Sunday, June 11, 2006

George Will's Confusion

George Will again demonstrates his confusion about the topic of global warming, once again on the well-read pages of the Washington Post:
Minutes after Gore said that "the debate in the science community is over," he said "there is a debate between the American ice science community and ice scientists elsewhere" about whether the less-than-extremely-remote danger is a rise in sea level of a few inches or 20 feet . And he said scientists "don't know what is happening" in west Antarctica or Greenland. So when Gore says the scientific debate is "over," he must mean merely that there is consensus that we are in a period of warming.

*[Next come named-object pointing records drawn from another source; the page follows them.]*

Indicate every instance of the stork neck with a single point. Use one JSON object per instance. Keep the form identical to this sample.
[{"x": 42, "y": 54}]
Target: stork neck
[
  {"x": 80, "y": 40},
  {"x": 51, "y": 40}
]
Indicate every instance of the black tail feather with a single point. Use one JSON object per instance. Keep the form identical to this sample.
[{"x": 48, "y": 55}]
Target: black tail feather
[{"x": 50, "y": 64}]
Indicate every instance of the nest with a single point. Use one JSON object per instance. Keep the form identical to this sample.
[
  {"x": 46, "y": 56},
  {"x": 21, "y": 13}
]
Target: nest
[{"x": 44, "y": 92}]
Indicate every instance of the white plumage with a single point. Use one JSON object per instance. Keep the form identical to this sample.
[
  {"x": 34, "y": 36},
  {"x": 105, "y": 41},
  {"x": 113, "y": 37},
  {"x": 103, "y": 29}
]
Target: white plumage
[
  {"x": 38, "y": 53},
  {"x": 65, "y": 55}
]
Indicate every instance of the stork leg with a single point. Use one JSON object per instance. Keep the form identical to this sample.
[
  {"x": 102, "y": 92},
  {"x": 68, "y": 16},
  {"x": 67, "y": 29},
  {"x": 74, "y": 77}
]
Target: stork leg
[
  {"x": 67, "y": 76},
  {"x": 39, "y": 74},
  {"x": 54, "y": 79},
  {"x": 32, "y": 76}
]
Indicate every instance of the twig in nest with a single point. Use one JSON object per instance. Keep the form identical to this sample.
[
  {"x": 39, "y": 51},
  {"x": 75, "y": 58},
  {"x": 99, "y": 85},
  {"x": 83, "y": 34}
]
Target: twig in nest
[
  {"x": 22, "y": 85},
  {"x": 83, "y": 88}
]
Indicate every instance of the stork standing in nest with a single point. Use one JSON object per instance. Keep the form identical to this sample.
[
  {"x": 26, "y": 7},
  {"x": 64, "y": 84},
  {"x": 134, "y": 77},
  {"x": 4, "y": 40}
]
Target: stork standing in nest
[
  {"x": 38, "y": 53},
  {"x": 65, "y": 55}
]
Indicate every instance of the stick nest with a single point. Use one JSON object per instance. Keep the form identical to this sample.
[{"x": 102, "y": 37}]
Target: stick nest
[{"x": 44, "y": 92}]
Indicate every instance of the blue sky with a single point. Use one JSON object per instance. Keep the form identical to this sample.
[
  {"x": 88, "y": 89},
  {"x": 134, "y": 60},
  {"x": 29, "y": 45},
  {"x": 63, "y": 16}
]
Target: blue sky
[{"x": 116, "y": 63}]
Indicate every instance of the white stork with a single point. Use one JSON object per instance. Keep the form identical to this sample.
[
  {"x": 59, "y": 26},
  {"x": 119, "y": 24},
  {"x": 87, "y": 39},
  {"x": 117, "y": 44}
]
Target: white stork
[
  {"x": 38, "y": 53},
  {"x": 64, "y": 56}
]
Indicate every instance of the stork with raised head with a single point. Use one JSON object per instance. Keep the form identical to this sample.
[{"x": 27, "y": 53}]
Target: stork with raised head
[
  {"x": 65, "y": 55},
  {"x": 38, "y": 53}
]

This is not where debate ends but where it begins, given that at any moment in its 4.5 billion years, the planet has been cooling or warming. The serious debate is about two other matters: the contribution of human activity to the current episode of warming and the degree to which this or that remedial measure (e.g., the Kyoto Protocol) would make a difference commensurate with its costs.
The global warming debate is not really about the contribution of human activity to the current episode of warming. Current warming (~1°F) has been small and not of great consequence. The debate is about how much the globe is going to warm (and the climate is going to change) over the next several decades as a result of the greenhouse gases we're putting in the atmosphere. In other words, it's about the climate sensitivity--how much warming will take place with a doubling of GHG levels. In other words, it's about whether you believe certain gases that humans emit are greenhouse gases or not. In other words, it's about whether you think natural greenhouse gases have made the planet hospitable to human life and how much change you think increasing these gas concentrations by 30% or 100% is going to make. You can say it won't make any change, but you have to defend that idea in light of the ~33°C difference that GHGs make in the background temperature.

The debate isn't really about present amount of warming, which is, let's face it, difficult to break out into natural vs. manmade warming. Scientists think most of it is due to manmade factors. But it's the future where the debate lies, and it's the warming potential of GHGs about which you have to lay out your opinion. That's the debate.